This analogue and beautifully nostalgic photo-series was submitted by Keeley Bentley from Blackpool, in the North of England.
Along her creative work Keeley wrote:
“The Vegas of the North originated out of a study that forms my on-going photographic practice; that environs the adolescent female and her place within the photographic canon. The idea that images of young girls are fed so unconsciously to us through various sources; Hollywood Cinema, Fashion advertisements, Fine Art and Porn. Leads the adolescent girl to provoke narratives of sexual desire, voyeurism, hysteria and nostalgia. Short pleated skirts and knee high socks, all feature in the Hollywood films I have been supplied with being a millennial girl. Yet, for me the pleated skirt was something that I was furnished with aged twelve to wear for school. I considerate my own experiences as founding factor to this project, and can say I got wolf whistled at more on my way home from school than I ever have in my twenties, how is that right?
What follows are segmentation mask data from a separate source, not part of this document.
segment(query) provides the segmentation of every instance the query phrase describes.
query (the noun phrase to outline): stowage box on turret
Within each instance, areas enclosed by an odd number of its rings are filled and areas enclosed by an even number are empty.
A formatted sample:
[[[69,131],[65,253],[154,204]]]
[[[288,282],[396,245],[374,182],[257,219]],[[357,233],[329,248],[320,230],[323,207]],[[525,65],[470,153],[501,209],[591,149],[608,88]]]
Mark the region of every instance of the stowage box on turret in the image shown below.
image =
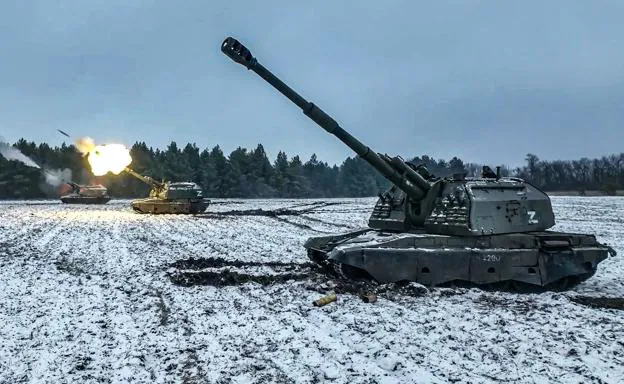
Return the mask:
[[[379,196],[369,228],[313,237],[310,258],[351,277],[379,282],[509,283],[565,289],[591,277],[614,250],[593,235],[548,231],[555,225],[550,198],[534,185],[500,177],[437,178],[423,166],[375,153],[323,110],[308,102],[229,37],[221,51],[257,73],[336,136],[392,187]]]
[[[125,171],[148,184],[149,197],[132,201],[132,209],[138,213],[201,213],[208,208],[210,201],[203,197],[202,189],[191,182],[158,182],[149,176],[126,168]]]

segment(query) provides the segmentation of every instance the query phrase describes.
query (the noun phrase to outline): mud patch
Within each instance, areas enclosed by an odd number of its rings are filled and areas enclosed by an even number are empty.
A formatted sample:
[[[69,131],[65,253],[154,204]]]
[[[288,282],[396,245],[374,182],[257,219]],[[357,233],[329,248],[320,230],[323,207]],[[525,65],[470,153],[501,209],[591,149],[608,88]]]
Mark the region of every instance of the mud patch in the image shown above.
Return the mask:
[[[624,297],[569,296],[571,301],[591,308],[624,310]]]
[[[389,300],[395,300],[401,296],[420,297],[429,292],[426,287],[418,283],[379,284],[368,279],[345,278],[337,274],[334,269],[315,263],[249,262],[216,257],[178,260],[169,264],[169,267],[173,268],[173,271],[167,272],[171,282],[183,287],[195,285],[226,287],[246,283],[267,286],[304,282],[305,289],[319,293],[333,291],[336,294],[375,294]],[[251,274],[231,269],[246,267],[269,267],[276,273]],[[206,271],[211,268],[226,269]]]
[[[225,287],[242,285],[245,283],[257,283],[260,285],[282,284],[286,282],[301,281],[310,278],[312,263],[284,263],[284,262],[258,262],[226,260],[220,257],[214,258],[188,258],[177,260],[169,264],[173,271],[168,272],[172,283],[184,287],[193,285],[210,285]],[[271,274],[251,274],[237,272],[231,268],[269,267],[276,271]],[[206,269],[226,268],[219,271],[206,271]]]
[[[171,264],[169,264],[172,268],[178,269],[206,269],[206,268],[223,268],[223,267],[278,267],[278,268],[305,268],[311,267],[312,263],[283,263],[279,261],[269,261],[269,262],[260,262],[260,261],[240,261],[240,260],[226,260],[221,257],[210,257],[210,258],[188,258],[186,260],[177,260]]]
[[[77,261],[68,260],[66,258],[61,258],[54,262],[54,266],[58,271],[66,272],[73,276],[89,276],[87,268],[81,266],[80,264],[81,263]]]
[[[169,275],[171,282],[183,287],[195,285],[210,285],[213,287],[226,287],[246,283],[260,285],[281,284],[291,281],[300,281],[309,278],[306,273],[280,273],[275,275],[251,275],[238,273],[226,269],[224,271],[200,271],[200,272],[174,272]]]

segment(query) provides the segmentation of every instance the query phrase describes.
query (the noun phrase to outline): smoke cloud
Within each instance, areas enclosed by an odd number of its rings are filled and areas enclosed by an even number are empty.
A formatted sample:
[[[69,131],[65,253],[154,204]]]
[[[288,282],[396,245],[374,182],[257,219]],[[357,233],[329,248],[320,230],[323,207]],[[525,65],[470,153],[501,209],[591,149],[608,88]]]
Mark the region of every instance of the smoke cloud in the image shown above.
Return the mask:
[[[69,168],[65,169],[44,169],[44,175],[46,183],[53,187],[58,187],[72,179],[72,171]]]
[[[26,164],[29,167],[41,169],[41,167],[37,163],[35,163],[31,158],[20,152],[19,149],[9,145],[8,143],[5,143],[2,137],[0,137],[0,154],[6,157],[8,160],[17,160]]]
[[[58,187],[68,181],[71,181],[72,171],[69,168],[65,169],[45,169],[41,168],[39,164],[35,163],[33,159],[24,155],[19,149],[6,143],[2,136],[0,136],[0,154],[6,157],[8,160],[16,160],[23,163],[26,166],[42,169],[45,176],[46,183],[53,187]]]

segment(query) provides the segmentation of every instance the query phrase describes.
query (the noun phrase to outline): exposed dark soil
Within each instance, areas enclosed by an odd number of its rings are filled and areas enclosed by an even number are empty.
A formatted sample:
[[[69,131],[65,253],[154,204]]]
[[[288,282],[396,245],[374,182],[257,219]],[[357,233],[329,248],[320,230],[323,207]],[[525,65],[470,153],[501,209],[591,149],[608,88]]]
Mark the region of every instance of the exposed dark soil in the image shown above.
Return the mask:
[[[280,284],[288,281],[300,281],[309,278],[305,273],[280,273],[275,275],[250,275],[246,273],[232,272],[229,269],[213,272],[182,272],[173,273],[169,276],[171,281],[183,287],[194,285],[210,285],[213,287],[224,287],[231,285],[241,285],[245,283],[258,283],[260,285]]]
[[[624,297],[592,297],[577,295],[570,296],[569,299],[575,303],[586,305],[592,308],[624,310]]]
[[[282,267],[282,268],[303,268],[311,266],[312,263],[284,263],[279,261],[240,261],[240,260],[226,260],[221,257],[211,258],[188,258],[186,260],[178,260],[169,264],[172,268],[178,269],[206,269],[206,268],[222,268],[222,267]]]
[[[184,287],[209,285],[214,287],[235,286],[245,283],[260,285],[284,284],[293,281],[306,282],[306,289],[325,293],[333,291],[337,294],[392,294],[420,297],[427,294],[428,289],[419,284],[393,283],[378,284],[368,279],[352,280],[336,273],[328,265],[315,263],[283,263],[283,262],[245,262],[230,261],[222,258],[189,258],[178,260],[169,265],[175,268],[168,273],[172,283]],[[230,269],[221,271],[204,271],[207,268],[223,267],[270,267],[279,271],[275,274],[249,274]],[[391,298],[391,297],[388,297]]]

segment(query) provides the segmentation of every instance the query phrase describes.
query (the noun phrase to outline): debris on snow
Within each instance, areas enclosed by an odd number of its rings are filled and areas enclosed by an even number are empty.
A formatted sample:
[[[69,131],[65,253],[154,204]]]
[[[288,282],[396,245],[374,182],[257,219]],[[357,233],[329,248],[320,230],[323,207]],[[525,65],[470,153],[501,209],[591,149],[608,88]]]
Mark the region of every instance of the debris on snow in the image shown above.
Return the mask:
[[[325,295],[323,297],[320,297],[320,298],[314,300],[312,302],[312,304],[315,307],[322,307],[322,306],[325,306],[325,305],[327,305],[329,303],[332,303],[332,302],[336,301],[337,299],[338,299],[338,297],[336,296],[335,293],[329,293],[329,294],[327,294],[327,295]]]
[[[377,295],[375,295],[374,293],[362,294],[362,295],[360,295],[360,298],[365,303],[374,303],[374,302],[377,301]]]

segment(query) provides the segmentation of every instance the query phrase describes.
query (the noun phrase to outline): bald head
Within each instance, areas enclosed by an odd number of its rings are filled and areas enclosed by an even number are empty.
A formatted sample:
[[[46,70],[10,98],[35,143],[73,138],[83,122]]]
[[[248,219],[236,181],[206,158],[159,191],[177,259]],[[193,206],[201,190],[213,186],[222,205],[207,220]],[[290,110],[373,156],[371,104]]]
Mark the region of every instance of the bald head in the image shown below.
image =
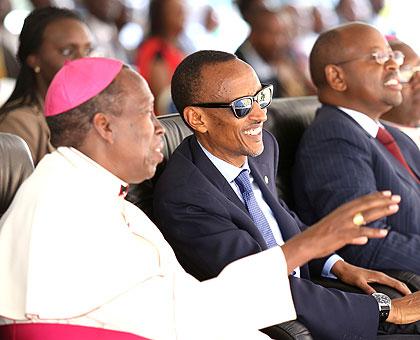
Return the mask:
[[[378,32],[373,26],[352,22],[322,33],[312,48],[309,67],[312,81],[318,89],[326,87],[325,67],[350,60],[360,54],[367,32]]]
[[[400,63],[385,37],[373,26],[359,22],[321,34],[310,55],[319,100],[372,119],[401,103]]]

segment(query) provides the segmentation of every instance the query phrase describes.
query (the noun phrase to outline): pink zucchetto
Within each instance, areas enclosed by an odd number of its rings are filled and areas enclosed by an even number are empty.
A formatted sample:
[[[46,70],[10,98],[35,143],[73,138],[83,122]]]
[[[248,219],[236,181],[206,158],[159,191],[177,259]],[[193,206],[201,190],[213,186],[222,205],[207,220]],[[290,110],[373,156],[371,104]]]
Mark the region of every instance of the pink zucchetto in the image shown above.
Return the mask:
[[[45,97],[46,117],[74,109],[102,92],[121,71],[123,63],[107,58],[68,61],[53,78]]]

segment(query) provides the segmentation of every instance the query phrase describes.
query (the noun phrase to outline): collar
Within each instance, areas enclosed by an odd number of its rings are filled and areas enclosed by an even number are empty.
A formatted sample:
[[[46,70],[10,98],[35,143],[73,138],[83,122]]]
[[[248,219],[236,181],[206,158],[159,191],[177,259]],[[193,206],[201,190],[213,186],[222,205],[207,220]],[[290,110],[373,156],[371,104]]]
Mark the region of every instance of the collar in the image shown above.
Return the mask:
[[[86,176],[90,176],[91,180],[98,183],[101,188],[112,192],[116,196],[125,197],[127,194],[127,189],[122,190],[122,188],[128,188],[128,183],[115,176],[84,153],[75,148],[63,146],[59,147],[57,152],[75,167],[79,168],[80,171],[86,172]]]
[[[204,154],[210,159],[213,165],[217,168],[217,170],[219,170],[220,173],[223,175],[223,177],[228,181],[228,183],[232,183],[235,180],[235,178],[238,177],[238,175],[241,173],[242,170],[246,169],[248,170],[248,172],[250,172],[249,164],[248,164],[248,157],[246,158],[244,165],[238,168],[237,166],[234,166],[228,162],[225,162],[224,160],[210,153],[204,146],[200,144],[198,140],[197,140],[197,143],[200,146],[201,150],[203,150]]]
[[[383,127],[383,125],[379,121],[370,118],[362,112],[355,111],[342,106],[338,106],[338,108],[345,114],[353,118],[356,121],[356,123],[359,124],[361,128],[373,138],[376,138],[379,128]]]

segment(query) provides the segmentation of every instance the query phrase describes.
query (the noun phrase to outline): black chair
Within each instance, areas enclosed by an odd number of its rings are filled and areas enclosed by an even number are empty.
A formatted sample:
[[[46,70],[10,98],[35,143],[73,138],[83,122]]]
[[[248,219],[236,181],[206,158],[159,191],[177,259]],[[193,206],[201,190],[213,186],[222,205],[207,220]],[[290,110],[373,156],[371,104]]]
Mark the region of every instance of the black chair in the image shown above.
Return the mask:
[[[10,133],[0,133],[0,217],[28,177],[34,164],[25,141]]]
[[[279,144],[277,191],[290,209],[294,209],[292,167],[295,153],[305,129],[315,118],[321,104],[315,96],[275,99],[269,106],[267,122],[269,130]]]

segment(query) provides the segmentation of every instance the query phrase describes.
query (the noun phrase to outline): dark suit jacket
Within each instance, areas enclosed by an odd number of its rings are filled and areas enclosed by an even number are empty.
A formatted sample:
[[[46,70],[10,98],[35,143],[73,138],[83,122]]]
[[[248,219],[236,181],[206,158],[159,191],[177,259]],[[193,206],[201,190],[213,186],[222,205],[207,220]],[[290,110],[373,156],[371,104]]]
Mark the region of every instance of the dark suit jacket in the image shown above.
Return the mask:
[[[277,199],[278,147],[268,132],[264,146],[260,156],[249,158],[251,173],[288,240],[302,225]],[[198,279],[214,277],[230,262],[266,248],[245,206],[194,136],[180,144],[159,178],[154,214],[179,262]],[[306,266],[301,274],[309,278]],[[325,289],[304,278],[291,277],[291,290],[298,319],[315,339],[376,338],[378,306],[372,297]]]
[[[408,164],[420,175],[420,152],[397,129],[386,127]],[[385,239],[339,253],[347,261],[373,269],[399,269],[420,274],[420,185],[375,138],[350,116],[321,107],[305,131],[296,155],[294,194],[297,212],[311,224],[351,199],[378,190],[401,195],[400,209],[372,226],[391,226]]]

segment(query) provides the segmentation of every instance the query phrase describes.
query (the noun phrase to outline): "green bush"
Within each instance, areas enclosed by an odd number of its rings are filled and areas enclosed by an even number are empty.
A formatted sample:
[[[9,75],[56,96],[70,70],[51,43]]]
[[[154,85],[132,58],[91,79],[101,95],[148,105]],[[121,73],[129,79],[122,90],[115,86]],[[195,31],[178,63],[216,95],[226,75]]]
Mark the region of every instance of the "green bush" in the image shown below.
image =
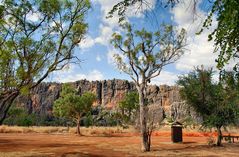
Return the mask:
[[[36,115],[28,114],[23,108],[11,107],[7,118],[4,120],[6,125],[31,126],[36,123]]]
[[[87,114],[84,118],[83,118],[83,126],[85,127],[89,127],[93,125],[93,116],[91,114]]]

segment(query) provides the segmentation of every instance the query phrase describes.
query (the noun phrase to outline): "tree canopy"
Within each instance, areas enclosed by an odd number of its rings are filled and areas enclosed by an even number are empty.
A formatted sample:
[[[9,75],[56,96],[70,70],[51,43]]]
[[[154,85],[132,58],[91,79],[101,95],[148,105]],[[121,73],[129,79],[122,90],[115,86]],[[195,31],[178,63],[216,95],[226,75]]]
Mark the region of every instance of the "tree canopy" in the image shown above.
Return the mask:
[[[112,35],[111,43],[121,51],[114,57],[118,69],[128,74],[136,86],[149,83],[164,66],[175,62],[184,53],[184,29],[176,33],[173,26],[162,25],[162,29],[156,32],[145,29],[134,31],[128,23],[122,28],[126,31],[125,36],[118,33]]]
[[[216,0],[203,27],[209,28],[213,16],[216,16],[217,27],[209,34],[208,39],[214,41],[215,52],[219,52],[217,62],[218,69],[236,60],[235,71],[239,71],[239,1]],[[203,29],[202,29],[203,31]]]
[[[221,145],[221,128],[238,125],[239,90],[235,72],[225,72],[220,82],[212,80],[212,69],[196,68],[179,77],[180,95],[202,117],[202,126],[216,128]]]
[[[87,30],[88,0],[0,4],[0,123],[14,99],[71,62]]]
[[[91,111],[95,99],[92,93],[77,95],[77,90],[70,84],[64,84],[60,98],[54,102],[53,114],[72,119],[77,124],[77,133],[80,134],[80,120],[84,114]]]

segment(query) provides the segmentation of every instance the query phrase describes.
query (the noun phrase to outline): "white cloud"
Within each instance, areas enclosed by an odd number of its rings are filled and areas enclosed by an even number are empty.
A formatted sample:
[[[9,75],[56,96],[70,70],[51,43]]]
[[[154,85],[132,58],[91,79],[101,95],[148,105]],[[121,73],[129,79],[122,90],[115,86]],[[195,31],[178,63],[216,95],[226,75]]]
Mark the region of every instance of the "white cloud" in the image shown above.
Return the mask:
[[[178,76],[172,72],[169,71],[161,71],[160,75],[158,77],[155,77],[151,80],[151,84],[156,85],[174,85],[175,82],[178,80]]]
[[[98,71],[98,70],[93,70],[91,71],[87,77],[86,77],[88,80],[103,80],[104,79],[104,75]]]
[[[106,25],[100,25],[100,35],[95,39],[95,43],[99,43],[102,45],[109,45],[111,36],[113,34],[113,29]]]
[[[215,67],[217,55],[213,53],[213,42],[207,41],[207,34],[203,33],[194,39],[188,37],[189,50],[176,63],[176,68],[180,71],[192,70],[195,66],[204,65],[205,67]]]
[[[38,13],[32,13],[32,12],[28,13],[27,16],[26,16],[27,20],[30,20],[30,21],[32,21],[32,22],[37,22],[37,21],[39,21],[39,20],[40,20],[40,17],[41,17],[40,14],[38,14]]]
[[[200,35],[196,35],[207,17],[207,14],[199,6],[197,6],[197,13],[194,14],[192,2],[184,1],[176,5],[171,13],[173,15],[172,20],[176,22],[178,27],[185,28],[188,36],[187,49],[189,51],[176,63],[176,69],[189,71],[202,64],[205,67],[215,67],[217,54],[213,53],[214,45],[213,42],[208,41],[208,34],[216,27],[216,20],[213,20],[210,30],[204,30]]]
[[[120,2],[121,0],[95,0],[94,3],[98,3],[101,6],[102,12],[102,22],[106,25],[115,27],[118,25],[118,17],[115,15],[112,18],[106,18],[108,12],[112,9],[112,7]]]
[[[75,81],[82,80],[82,79],[87,79],[89,81],[103,80],[104,75],[98,70],[93,70],[87,74],[71,73],[71,74],[65,75],[64,77],[60,77],[57,80],[59,82],[64,83],[64,82],[75,82]]]
[[[88,49],[94,46],[95,40],[91,36],[86,36],[84,40],[79,43],[81,49]]]
[[[46,81],[65,83],[65,82],[75,82],[82,79],[87,79],[89,81],[104,79],[104,75],[96,69],[89,71],[85,74],[77,73],[75,65],[69,65],[68,67],[66,67],[61,71],[54,72],[51,77],[52,78],[48,78]]]
[[[96,0],[93,3],[98,3],[101,6],[101,12],[102,12],[102,24],[100,25],[100,34],[95,39],[96,43],[102,44],[102,45],[109,45],[109,41],[111,38],[111,35],[113,32],[119,31],[119,16],[115,13],[112,18],[106,18],[109,11],[113,8],[115,4],[120,2],[121,0]],[[152,10],[156,4],[156,0],[149,0],[146,4],[143,4],[142,8],[139,9],[138,12],[137,8],[139,5],[135,5],[132,7],[129,7],[126,12],[126,17],[143,17],[143,12]],[[128,20],[128,19],[126,19]]]

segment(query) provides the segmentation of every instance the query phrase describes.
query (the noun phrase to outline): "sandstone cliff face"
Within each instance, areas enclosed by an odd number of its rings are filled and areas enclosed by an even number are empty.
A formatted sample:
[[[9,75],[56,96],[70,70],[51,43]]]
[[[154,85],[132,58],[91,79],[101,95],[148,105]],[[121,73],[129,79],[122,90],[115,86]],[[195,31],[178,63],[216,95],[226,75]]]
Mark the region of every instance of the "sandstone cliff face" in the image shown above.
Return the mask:
[[[87,81],[80,80],[71,83],[79,94],[87,91],[93,92],[97,97],[95,105],[101,104],[104,107],[115,109],[118,102],[127,92],[135,91],[135,85],[126,80],[103,80]],[[36,113],[41,116],[52,116],[53,102],[59,98],[62,84],[42,83],[32,91],[30,97],[20,96],[16,103],[25,107],[29,113]],[[181,119],[192,114],[187,105],[182,102],[179,96],[179,88],[176,86],[149,86],[148,100],[150,108],[161,110],[162,116]]]
[[[61,86],[58,83],[42,83],[34,88],[30,96],[19,96],[16,104],[26,108],[28,113],[52,116],[53,102],[59,98]]]

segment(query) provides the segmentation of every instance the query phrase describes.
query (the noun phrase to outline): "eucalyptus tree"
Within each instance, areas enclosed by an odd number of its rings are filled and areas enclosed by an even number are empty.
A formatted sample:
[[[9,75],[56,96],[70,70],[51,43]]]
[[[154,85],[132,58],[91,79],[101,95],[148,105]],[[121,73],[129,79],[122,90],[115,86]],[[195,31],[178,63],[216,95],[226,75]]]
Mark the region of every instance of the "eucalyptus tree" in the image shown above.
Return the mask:
[[[2,0],[0,124],[20,93],[71,62],[87,30],[89,0]]]
[[[238,125],[239,79],[235,72],[224,72],[214,82],[212,69],[196,68],[179,77],[180,95],[202,117],[204,128],[217,130],[217,146],[221,145],[222,127]]]
[[[77,95],[70,84],[64,84],[60,98],[54,102],[53,114],[57,117],[72,119],[77,125],[77,134],[80,135],[80,122],[84,114],[91,111],[96,96],[92,93]]]
[[[172,26],[162,26],[161,31],[133,30],[123,26],[125,35],[114,33],[111,43],[120,50],[115,54],[117,67],[134,81],[139,94],[142,151],[150,151],[150,133],[147,126],[147,86],[160,75],[168,64],[174,63],[184,53],[185,30],[175,32]]]

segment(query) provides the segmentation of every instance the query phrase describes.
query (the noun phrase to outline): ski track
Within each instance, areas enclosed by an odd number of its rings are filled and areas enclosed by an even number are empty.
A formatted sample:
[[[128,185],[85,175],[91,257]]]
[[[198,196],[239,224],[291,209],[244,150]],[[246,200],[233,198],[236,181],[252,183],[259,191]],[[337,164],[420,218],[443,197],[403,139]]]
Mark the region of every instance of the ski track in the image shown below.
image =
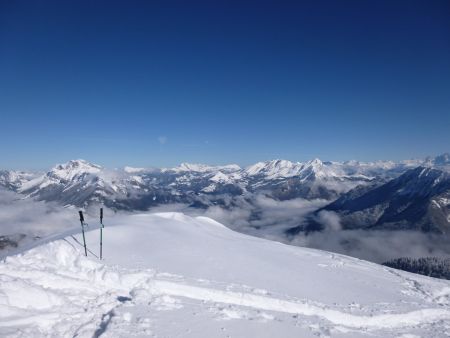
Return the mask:
[[[400,328],[411,325],[427,324],[438,320],[450,320],[450,311],[442,309],[423,309],[408,313],[356,316],[341,311],[318,307],[307,302],[299,303],[278,298],[263,297],[249,293],[221,291],[199,288],[180,283],[155,280],[152,282],[154,292],[172,296],[192,298],[202,301],[233,304],[267,311],[318,316],[329,322],[351,328]]]
[[[407,278],[404,281],[412,283]],[[183,306],[182,301],[172,297],[314,316],[335,327],[369,331],[450,321],[450,311],[438,307],[439,304],[406,313],[381,312],[368,316],[339,311],[308,300],[270,297],[266,290],[230,291],[236,289],[236,285],[225,290],[220,285],[222,289],[204,287],[215,286],[214,282],[206,280],[197,281],[199,285],[190,285],[177,275],[104,265],[83,257],[73,244],[62,240],[6,258],[0,263],[0,282],[0,335],[10,337],[99,337],[115,321],[115,309],[125,303],[148,304],[153,300],[154,304],[161,302],[161,310]],[[414,281],[415,288],[416,284],[418,282]],[[244,290],[249,288],[242,287]],[[429,297],[430,305],[432,298],[449,293],[447,289],[436,291],[435,296],[421,292],[423,297]],[[222,312],[229,318],[240,318],[233,310]],[[270,315],[266,317],[270,318]],[[147,332],[148,323],[144,324],[143,332]],[[21,330],[17,331],[17,327]]]

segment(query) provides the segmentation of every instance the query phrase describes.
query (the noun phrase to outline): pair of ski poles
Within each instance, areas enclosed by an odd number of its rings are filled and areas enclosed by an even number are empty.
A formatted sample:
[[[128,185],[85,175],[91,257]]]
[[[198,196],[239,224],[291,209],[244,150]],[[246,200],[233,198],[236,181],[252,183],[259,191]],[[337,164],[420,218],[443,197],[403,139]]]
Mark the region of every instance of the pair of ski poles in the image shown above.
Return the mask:
[[[83,234],[83,245],[84,245],[84,254],[87,257],[87,246],[86,246],[86,237],[84,235],[84,227],[88,224],[84,221],[83,212],[80,210],[78,211],[80,214],[80,223],[81,223],[81,232]],[[103,255],[103,228],[105,225],[103,224],[103,208],[100,208],[100,259],[102,259]]]

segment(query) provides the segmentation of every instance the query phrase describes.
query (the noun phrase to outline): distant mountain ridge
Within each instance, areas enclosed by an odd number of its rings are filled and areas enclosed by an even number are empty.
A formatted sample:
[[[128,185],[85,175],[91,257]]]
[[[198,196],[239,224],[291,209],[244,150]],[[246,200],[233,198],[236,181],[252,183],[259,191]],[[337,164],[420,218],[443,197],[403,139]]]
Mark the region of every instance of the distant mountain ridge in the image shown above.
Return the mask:
[[[397,163],[272,160],[246,168],[182,163],[108,170],[72,160],[40,175],[0,171],[0,186],[24,198],[64,206],[102,204],[130,211],[172,203],[251,206],[258,195],[278,201],[321,199],[330,201],[323,210],[339,214],[344,228],[447,231],[449,168],[449,154]]]
[[[343,229],[419,230],[450,233],[450,172],[417,167],[381,185],[359,186],[317,210],[334,212]],[[316,217],[288,230],[320,230]]]
[[[272,160],[246,168],[182,163],[174,168],[108,170],[85,160],[72,160],[35,175],[1,171],[0,185],[39,200],[78,207],[103,203],[117,209],[145,209],[165,203],[209,205],[214,196],[265,193],[279,200],[333,200],[359,185],[383,183],[418,165],[448,165],[443,154],[424,161],[362,163]],[[215,201],[217,202],[217,201]]]

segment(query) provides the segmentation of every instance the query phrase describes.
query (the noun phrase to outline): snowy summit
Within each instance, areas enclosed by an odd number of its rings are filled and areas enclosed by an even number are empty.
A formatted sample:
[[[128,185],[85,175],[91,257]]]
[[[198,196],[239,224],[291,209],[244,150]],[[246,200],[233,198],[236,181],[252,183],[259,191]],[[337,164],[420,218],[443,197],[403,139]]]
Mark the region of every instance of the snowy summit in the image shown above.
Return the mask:
[[[2,337],[445,337],[450,282],[233,232],[117,216],[0,263]]]

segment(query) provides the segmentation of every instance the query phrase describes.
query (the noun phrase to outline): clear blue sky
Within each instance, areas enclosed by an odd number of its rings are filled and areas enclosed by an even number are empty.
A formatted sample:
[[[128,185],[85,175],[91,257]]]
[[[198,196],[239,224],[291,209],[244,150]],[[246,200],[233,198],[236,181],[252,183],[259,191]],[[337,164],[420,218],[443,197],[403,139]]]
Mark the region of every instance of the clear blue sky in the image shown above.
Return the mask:
[[[442,153],[450,2],[1,1],[0,115],[1,168]]]

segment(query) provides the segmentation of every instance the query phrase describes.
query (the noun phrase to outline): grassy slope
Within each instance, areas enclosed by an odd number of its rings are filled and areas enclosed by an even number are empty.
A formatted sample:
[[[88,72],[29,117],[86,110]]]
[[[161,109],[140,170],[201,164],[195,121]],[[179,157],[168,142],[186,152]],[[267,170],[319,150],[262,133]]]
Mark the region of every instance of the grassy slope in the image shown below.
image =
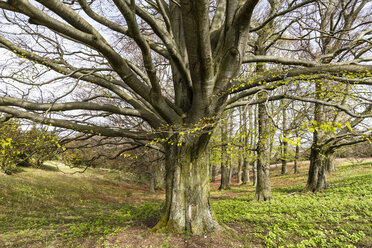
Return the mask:
[[[372,244],[372,164],[339,167],[331,175],[331,187],[317,194],[299,192],[305,168],[302,171],[281,176],[274,170],[272,202],[253,202],[252,186],[212,191],[216,216],[238,231],[234,244]],[[100,247],[131,226],[153,225],[160,215],[161,197],[117,179],[107,171],[66,175],[26,169],[0,175],[0,247]]]

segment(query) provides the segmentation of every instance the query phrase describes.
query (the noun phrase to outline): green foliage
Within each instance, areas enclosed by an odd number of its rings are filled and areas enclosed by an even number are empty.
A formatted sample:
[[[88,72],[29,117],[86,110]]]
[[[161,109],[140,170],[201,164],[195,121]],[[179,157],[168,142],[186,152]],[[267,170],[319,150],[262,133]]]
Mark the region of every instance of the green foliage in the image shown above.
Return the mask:
[[[245,225],[252,230],[247,242],[259,239],[264,247],[355,247],[372,241],[371,173],[332,181],[315,195],[300,190],[275,190],[271,202],[252,201],[253,195],[221,200],[213,208],[218,220]]]
[[[40,166],[58,147],[57,136],[35,126],[23,131],[15,120],[0,124],[0,169],[6,174],[17,171],[19,165]]]
[[[339,166],[326,191],[283,187],[271,202],[252,201],[252,186],[212,192],[212,206],[220,222],[239,231],[233,238],[242,247],[368,247],[371,169],[371,162]],[[280,177],[289,182],[298,175]],[[25,168],[0,175],[0,247],[112,247],[107,239],[131,226],[154,226],[163,208],[158,201],[136,203],[144,193],[127,187],[109,170],[68,175]]]

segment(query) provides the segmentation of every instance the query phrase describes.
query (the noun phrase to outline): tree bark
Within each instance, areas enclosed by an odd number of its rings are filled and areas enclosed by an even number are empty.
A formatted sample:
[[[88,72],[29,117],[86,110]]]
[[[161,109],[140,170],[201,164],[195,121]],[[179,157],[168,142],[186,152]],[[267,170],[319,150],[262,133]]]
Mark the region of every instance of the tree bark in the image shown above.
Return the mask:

This venture is based on presenting the viewer with a realisation of how uncomfortable we as girls feel when supplied to anyone else’s voyeuristic pleasure. Yet, the project took a turn when out on location we were supplied with the ‘male gaze’ quiet naturally. Every time I got a model and took her to the location in the clothing supplied we would be followed and subjected to men, even with their wives looking at my model like she was his wildest fantasy. I went around my hometown of Blackpool, with no intention of keeping the photographs, which the men became a part of. Yet I realised that this made the work a performative act that tries on these modes of looking and confront them at the same time, I was able to present enough space in the series to rethink the performative space between the model and myself, I was able to nostalgically identify with the adolescent body from my own youth, yet understand that it was there to be desired. The lateral relations that were brought into this process, allowed me to play around with the performative space of both myself (the photographer), the model (being a girl) and the viewer (the male).”